I've been following the work of Louis Rosen and Capathia Jenkins since 2005 when I first went to hear them at Joe's Pub. Back then they were performing songs by Rosen set to the poems of Maya Angelou and Langston Hughes. It was an exhilarating performance of indescribably beautiful and soulful art songs that tapped into classical, blues, gospel and jazz influences.
A year or so later they released Southside Stories, a song cycle about a white boy and a black girl growing up in a Chicago neighborhood in transition in the 1970's. The album gave Capathia the chance to do funky and fun but also to breathe life into deeply felt songs about love, life and death. With his Randy Newman cadences, Louis' songs were highly personal and perceptively political.
The next year the ever-evolving duo came out with an An Ounce of Truth, an album of songs set to the poems of Nikki Giovonni a poet whose deceptively light verse was a near perfect fit for Louis' musical intensification. Her sexy, smart and incisive poetry came to life with Louis' melodies, rhythms and repetitions. In each song, he seemed to zero in on the sass and singular voice of each poem. With these songs, Capathia's range multiplied again into the realm of Nina Simone, Laura Nyro, Bossa Nova, and her own special gospel infused theatricality.
Which brings us to this year's The Ache of Possibility.
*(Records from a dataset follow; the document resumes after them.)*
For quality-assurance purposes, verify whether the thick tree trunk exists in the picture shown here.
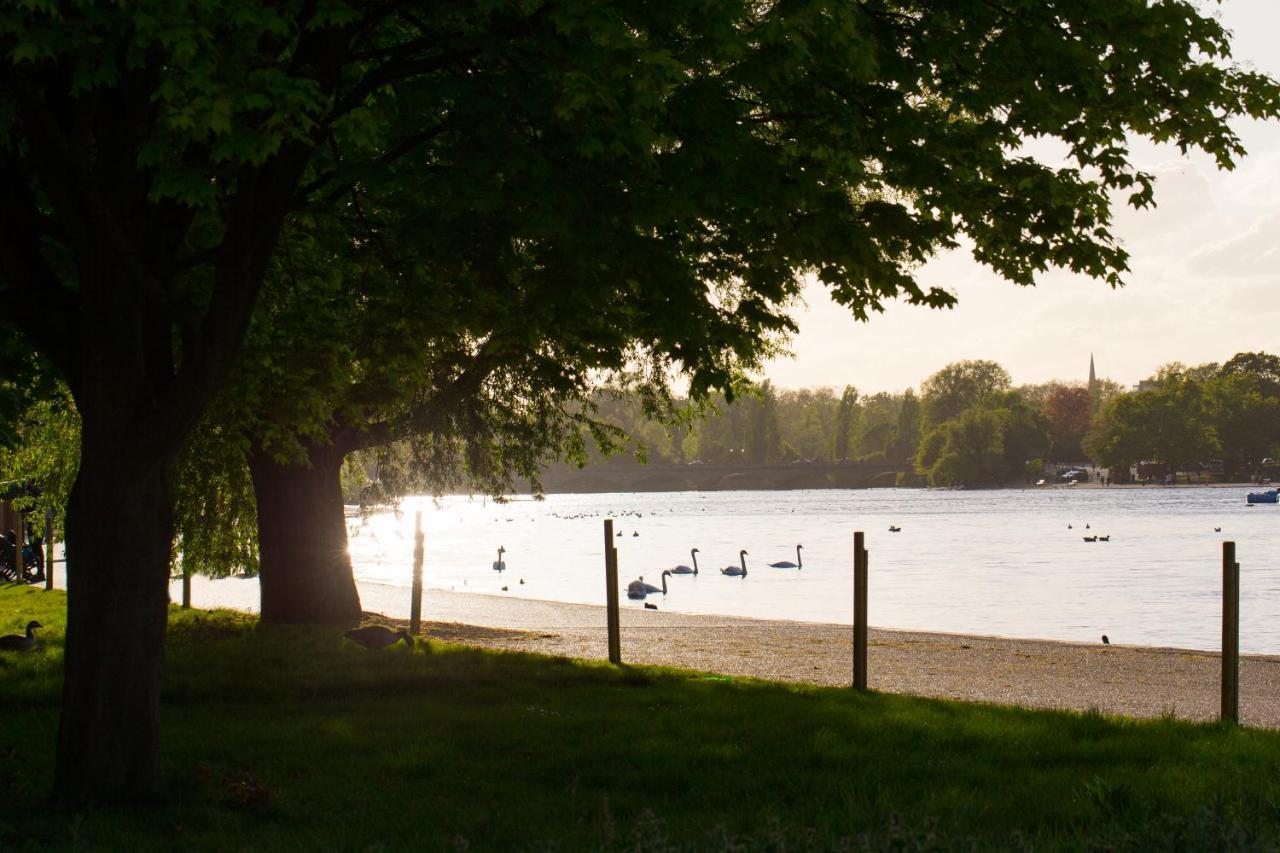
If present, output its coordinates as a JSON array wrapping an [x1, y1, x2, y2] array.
[[54, 412, 173, 806], [250, 446, 361, 625]]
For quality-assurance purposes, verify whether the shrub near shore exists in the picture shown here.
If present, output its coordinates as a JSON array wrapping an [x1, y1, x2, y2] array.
[[0, 588, 1280, 850]]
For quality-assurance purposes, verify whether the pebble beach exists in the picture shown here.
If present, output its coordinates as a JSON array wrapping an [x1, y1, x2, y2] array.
[[345, 589, 1280, 729]]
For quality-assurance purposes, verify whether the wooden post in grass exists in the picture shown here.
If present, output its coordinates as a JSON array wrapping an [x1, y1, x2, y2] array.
[[1222, 542, 1240, 722], [45, 510, 54, 589], [408, 510, 422, 638], [604, 519, 622, 666], [13, 512, 27, 584], [854, 530, 867, 690]]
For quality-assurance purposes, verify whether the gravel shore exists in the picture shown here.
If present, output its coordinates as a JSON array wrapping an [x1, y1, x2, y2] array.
[[369, 589, 1280, 729]]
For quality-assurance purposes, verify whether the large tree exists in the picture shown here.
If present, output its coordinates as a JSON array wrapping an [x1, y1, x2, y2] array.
[[0, 0, 1280, 800], [920, 359, 1012, 427]]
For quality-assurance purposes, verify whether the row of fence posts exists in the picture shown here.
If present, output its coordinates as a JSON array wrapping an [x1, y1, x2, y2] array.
[[604, 519, 1240, 722], [13, 510, 56, 589], [157, 511, 1240, 722]]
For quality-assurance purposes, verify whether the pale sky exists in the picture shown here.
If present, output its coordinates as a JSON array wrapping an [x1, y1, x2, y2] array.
[[764, 0, 1280, 393]]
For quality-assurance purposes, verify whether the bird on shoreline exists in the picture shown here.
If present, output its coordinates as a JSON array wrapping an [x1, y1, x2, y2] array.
[[0, 620, 44, 652], [343, 625, 413, 649]]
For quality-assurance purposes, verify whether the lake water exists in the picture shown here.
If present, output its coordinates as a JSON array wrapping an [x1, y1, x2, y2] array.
[[351, 487, 1280, 653]]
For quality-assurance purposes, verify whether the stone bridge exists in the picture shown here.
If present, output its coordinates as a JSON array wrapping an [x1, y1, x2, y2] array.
[[543, 462, 913, 494]]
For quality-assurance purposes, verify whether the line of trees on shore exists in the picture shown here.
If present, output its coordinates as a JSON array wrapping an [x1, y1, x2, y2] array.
[[578, 352, 1280, 485]]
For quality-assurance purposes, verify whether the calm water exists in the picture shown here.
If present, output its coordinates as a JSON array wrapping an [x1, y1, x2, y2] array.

I was pleased to see that the album and the shows at Joe's Pub were mentioned in the "Brilliant/Highbrow" quadrant of New York Magazine's Approval Matrix, which confirms that the duo are finally being recognized as the New York treasure that they are.
This album, yet another iteration of their ever-growing sonic adventure, features, in addition to Louis and Capathia, the contributions of a group of stellar musicians used to great effect. Right from the top of the album (and the show at Joe's Pub), the large musical group gets into a funky, horn-filled groove that brings to mind an updated version of the Stax/Volt sessions of 1960s Songs like "The Ache of Possibility," "How You Gonna Save Them," and "Love in Short Supply", are soulful and smart and in some cases bigger than ever in their scope and ambition. I Want To Live To Love You would live happily on the radio right next to productions by a number of R&B divas.
That said, many of the songs, with lyrics by Rosen and Giovonni, are a complex and narrative stew that pull a punch so powerful that all you can do is hoot and holler when Capathia and Louis reach each dramatic and carefully rendered conclusion.
At one of this year's shows, Nikki Giovonni joined the group on stage and read two poems, "The Telephone Poem" and "The Black Loom" (dedicated to Nina Simone) as a lead-in to the songs. It was fascinating to hear Giovonni's rhythms side-by-side with the songs, which are a tribute to and a powerful adaptation of her work.
Today's No Words Daily Pix by Hugh Crawford is a picture of Louis Rosen (left), Capathia Jenkins (middle), Nikki Giovonni (right).